Daniel Merkle: That’s one of the key questions we were asked when we were defending our project. That is simply research: we have to try it out. If we can’t understand the processes with eight species, then we certainly won’t be able to decipher them with 8,000. The idea, of course, is to start with small models and then transfer our findings to larger systems.
How do you check the accuracy and reliability of your results?
Daniel Merkle: We combine our modelling techniques with experimental cultivations of microbiomes of varying complexity. In Leipzig, the team led by Martin von Bergen from the Helmholtz Institute there is investigating how the eight bacterial species interact in the intestines. Parallel to this, Peter Stadler from Leipzig University is analysing the microbial species, while Christoph Flamm from the University of Vienna is using dynamic modelling techniques to analyse temporal interactions. In this way, we are continuously refining our models and improving their predictive power.
So, you find yourself in a permanent feedback loop?
Daniel Merkle: Exactly, we meet up in person three times a year and have virtual meetings every month. There is a lot of discussion. But that’s important for joint research. You can’t be too shy to ask questions that might be easy for scientists from other disciplines to answer.
Interdisciplinarity is therefore essential for your research.
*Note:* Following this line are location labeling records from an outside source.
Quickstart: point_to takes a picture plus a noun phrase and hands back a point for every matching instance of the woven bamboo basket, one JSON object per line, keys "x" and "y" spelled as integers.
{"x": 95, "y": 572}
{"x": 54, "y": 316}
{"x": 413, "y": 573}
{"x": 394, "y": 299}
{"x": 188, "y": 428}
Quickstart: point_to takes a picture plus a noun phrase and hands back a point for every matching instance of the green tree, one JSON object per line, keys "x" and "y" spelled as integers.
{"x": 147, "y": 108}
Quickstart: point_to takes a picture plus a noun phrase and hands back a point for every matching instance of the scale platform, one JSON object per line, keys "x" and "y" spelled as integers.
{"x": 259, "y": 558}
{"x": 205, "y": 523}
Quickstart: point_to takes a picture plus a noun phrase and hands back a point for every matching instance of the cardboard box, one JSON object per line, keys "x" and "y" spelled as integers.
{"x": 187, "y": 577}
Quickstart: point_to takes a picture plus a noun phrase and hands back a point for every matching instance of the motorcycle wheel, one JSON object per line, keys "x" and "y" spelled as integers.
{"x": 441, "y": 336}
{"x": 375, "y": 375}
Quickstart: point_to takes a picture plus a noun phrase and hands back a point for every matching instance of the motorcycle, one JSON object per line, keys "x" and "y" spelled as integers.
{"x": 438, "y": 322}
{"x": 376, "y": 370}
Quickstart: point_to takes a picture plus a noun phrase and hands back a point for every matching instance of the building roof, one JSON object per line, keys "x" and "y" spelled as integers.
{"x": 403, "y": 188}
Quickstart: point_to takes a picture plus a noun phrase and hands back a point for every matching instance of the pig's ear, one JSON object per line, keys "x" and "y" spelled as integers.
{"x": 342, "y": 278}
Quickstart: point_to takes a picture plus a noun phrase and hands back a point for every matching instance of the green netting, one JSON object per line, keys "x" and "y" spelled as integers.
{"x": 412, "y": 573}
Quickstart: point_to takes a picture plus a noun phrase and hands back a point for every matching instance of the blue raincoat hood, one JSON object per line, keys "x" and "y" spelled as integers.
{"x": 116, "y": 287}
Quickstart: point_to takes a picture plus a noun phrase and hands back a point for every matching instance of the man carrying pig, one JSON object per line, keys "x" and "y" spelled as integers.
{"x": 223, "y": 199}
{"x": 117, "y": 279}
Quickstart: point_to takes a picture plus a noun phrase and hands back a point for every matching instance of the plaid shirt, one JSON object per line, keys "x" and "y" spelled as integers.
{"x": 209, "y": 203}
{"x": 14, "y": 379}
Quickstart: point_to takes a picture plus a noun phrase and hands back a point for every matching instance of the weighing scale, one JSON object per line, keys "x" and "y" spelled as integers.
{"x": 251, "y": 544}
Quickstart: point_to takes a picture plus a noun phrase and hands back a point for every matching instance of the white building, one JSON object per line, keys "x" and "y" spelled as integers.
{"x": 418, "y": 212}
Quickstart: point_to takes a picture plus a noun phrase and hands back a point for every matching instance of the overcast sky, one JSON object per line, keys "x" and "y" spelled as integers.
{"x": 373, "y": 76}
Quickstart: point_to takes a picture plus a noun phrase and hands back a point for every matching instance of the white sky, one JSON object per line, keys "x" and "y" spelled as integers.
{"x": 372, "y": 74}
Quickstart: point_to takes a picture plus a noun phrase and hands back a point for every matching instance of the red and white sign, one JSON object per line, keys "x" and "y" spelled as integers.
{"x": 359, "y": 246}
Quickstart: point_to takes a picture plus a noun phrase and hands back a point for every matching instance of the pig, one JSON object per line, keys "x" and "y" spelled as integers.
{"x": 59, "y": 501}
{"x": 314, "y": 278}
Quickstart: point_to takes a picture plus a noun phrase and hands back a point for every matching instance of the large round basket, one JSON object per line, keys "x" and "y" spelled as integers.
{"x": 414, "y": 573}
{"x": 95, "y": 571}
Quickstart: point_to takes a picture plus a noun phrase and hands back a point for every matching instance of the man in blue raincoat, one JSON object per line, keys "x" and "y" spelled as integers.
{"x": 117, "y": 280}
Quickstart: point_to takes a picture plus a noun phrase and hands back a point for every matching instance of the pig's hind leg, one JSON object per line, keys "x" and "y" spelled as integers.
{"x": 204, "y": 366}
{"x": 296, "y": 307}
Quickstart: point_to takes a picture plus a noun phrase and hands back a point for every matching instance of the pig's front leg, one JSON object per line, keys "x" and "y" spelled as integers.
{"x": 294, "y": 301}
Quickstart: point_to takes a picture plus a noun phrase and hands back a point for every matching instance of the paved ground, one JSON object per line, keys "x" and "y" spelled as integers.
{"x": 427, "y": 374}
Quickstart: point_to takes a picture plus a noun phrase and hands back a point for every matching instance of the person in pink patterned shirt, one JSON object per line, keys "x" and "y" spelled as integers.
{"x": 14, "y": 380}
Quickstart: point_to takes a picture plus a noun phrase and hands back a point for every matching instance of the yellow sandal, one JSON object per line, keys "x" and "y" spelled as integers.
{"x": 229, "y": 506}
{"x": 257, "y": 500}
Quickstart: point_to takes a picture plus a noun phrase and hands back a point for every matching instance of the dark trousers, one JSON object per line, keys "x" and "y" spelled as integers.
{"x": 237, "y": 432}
Daniel Merkle: The move from the University of Southern Denmark to Bielefeld a year ago came at the perfect time for me. In Denmark, I was missing some of the interdisciplinary collaboration that is practised intensively here at the university. Since I started in December 2023, I have made valuable contacts—for example, during retreats at CeBiTec and discussions with physicists, mathematicians, chemists, and biologists. This scientific exchange is very enriching for me: I see my future here in Bielefeld.